The poll posed these two questions to adults:

  • What was your dream job when you were between the ages of 5 and 9?
  • What was your dream job when you were between the ages of 13 through 19?

The results:

  • 7% of those surveys are now working at what was their dream job between the ages of 5 and 9.
  • 13% of those surveyed are now working at what was their dream job between the ages of 13 and 19.

What I Wanted to Be

Both my parents were doctors, so at the age of 5, I wanted to be a doctor when I grew up. This was in the early seventies, and the way I hear my parents tell it, those were some of the best years to be in medicine, from a money-making point of view.

However, at around age 7, I discovered space and astronomy books. I was glued to the TV set when the Apollo-Soyuz mission took place and followed any news about the not-ready-for-flight space shuttle, which was stilled named the Constitution. (A letter-writing campaign from Star Trek fans would later make them rechristen it as the Enterprise.) I thought I might make a good astronomer, space scientist or rocket engineer.

In my teen years, I met my friend Pavel Rozalski, whose dad did some computer/electronics work at a glass company, and he got me into computers. We developed a sort of early Apple Computer working relationship while working on our science fair projects: Pavel played the “Woz” role doing much of the building of our simulator of AND, OR, NAND and NOR gates, while I was the “Jobs” guy, doing a lot of the writing of reports and talking to the judges. Our heroes were the guys who did stuff out of their garages — Woz and Jobs, as well as Hewlett and Packard. From then on, I was hooked on computers. I wanted to do something computer-related when I grew up.

I was also a dabbler in music and graphic arts (especially cartooning — most people at Crazy Go Nuts University know me for being a DJ and a cartoonist rather than an engineering and computer science major), so I always hoped that there’d be a way to combine those two loves with computers, perhaps with some chatting with people thrown in.

I remember reading an article in Creative Computing, one of the premier computer hobbyist magazines of the late 1970s and early 1980s.

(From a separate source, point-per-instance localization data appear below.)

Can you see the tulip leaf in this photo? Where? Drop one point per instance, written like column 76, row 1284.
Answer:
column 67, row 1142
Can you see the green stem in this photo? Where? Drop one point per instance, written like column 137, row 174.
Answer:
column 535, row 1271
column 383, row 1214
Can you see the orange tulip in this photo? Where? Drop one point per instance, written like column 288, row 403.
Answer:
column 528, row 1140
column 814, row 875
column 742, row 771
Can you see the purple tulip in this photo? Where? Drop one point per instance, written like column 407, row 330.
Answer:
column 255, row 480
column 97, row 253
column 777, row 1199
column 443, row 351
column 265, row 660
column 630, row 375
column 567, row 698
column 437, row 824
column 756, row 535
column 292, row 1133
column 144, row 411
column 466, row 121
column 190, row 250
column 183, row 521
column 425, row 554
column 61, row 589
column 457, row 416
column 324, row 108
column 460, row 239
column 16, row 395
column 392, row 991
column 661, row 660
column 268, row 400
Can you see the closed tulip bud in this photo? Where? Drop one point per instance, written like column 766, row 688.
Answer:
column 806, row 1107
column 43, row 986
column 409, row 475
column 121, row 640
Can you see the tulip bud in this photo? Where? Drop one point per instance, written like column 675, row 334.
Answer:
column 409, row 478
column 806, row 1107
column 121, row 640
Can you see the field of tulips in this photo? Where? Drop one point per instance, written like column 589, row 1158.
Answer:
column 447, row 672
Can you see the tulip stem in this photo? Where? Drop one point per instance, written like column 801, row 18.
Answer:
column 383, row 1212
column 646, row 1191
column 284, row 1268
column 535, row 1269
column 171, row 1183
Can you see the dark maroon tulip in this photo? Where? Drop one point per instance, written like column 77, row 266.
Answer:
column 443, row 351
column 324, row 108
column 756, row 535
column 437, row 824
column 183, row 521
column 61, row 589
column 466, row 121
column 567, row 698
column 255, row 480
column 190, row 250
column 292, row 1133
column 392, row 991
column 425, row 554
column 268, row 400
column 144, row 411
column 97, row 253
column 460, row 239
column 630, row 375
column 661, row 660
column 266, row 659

In that article, a programmer predicted that in the next coupel of decades, computer programmers might get the same sort of recognition as rock stars. I remember thinking, “Yeah, I’d like that.”

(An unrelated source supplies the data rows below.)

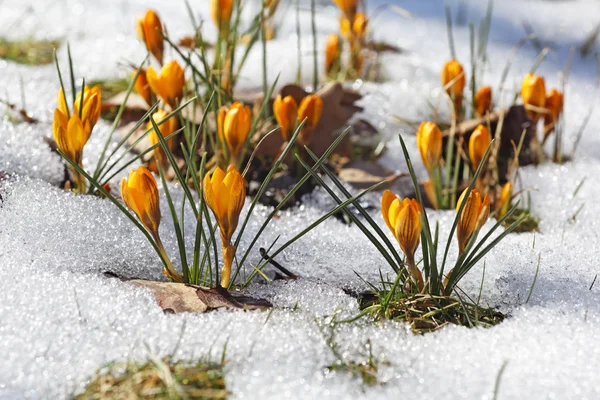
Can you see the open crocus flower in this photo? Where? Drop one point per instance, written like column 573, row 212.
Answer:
column 149, row 30
column 234, row 125
column 310, row 109
column 453, row 79
column 474, row 215
column 533, row 92
column 404, row 220
column 140, row 194
column 220, row 11
column 429, row 143
column 478, row 143
column 286, row 114
column 483, row 100
column 169, row 84
column 225, row 194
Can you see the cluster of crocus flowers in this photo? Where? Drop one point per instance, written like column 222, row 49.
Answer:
column 285, row 110
column 140, row 194
column 169, row 84
column 309, row 111
column 453, row 79
column 150, row 31
column 73, row 129
column 225, row 194
column 474, row 214
column 403, row 218
column 533, row 92
column 233, row 125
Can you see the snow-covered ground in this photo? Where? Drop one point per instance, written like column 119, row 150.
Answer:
column 61, row 319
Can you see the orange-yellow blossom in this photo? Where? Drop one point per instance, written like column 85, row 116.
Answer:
column 169, row 84
column 474, row 214
column 429, row 143
column 150, row 31
column 286, row 114
column 478, row 143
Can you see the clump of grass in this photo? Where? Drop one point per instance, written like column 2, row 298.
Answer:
column 28, row 51
column 157, row 379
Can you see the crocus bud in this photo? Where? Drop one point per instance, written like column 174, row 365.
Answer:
column 429, row 143
column 169, row 84
column 234, row 125
column 150, row 30
column 453, row 72
column 533, row 92
column 142, row 87
column 483, row 100
column 286, row 114
column 332, row 53
column 310, row 109
column 478, row 143
column 225, row 194
column 403, row 218
column 474, row 214
column 220, row 10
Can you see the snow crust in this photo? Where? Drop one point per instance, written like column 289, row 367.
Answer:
column 61, row 319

I showed the article to a friend of mine who laughed at me. “That’s stupid. That’s why I’m going to be a rock drummer. It’ll be way better — you’ll be coming home, all tired from work, ready to die, and I’ll be onstage and on TV in front of screaming chicks, getting high off the audience’s smoke.”

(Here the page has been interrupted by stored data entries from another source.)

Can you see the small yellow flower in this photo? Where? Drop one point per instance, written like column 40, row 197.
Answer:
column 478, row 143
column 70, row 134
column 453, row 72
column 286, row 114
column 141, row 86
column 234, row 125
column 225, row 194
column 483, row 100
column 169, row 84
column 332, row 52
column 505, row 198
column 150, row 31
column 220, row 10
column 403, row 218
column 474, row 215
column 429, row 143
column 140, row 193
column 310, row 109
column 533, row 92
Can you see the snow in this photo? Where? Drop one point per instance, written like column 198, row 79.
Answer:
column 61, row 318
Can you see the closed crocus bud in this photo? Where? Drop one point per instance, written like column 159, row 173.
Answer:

(Dude: been there, done that. With an effin’ accordion. How ’bout you?)

Finally, at the end of my teens — or maybe just after — I became aware of Guy Kawasaki, who held an interesting position at Apple: Technical Evangelist. I remember thinking “That’s a cool job…maybe I’d like to do that someday.” Since then, Guy’s been a role model of mine.

All this is an explanation for my generally good mood: I’m working at my dream job.

Joey deVilla and Chad Fowler playing the opening number for an evening keynote at RailsConf 2007.
Me and Chad Fowler playing the opening number for an evening keynote at the RailsConf 2007 conference.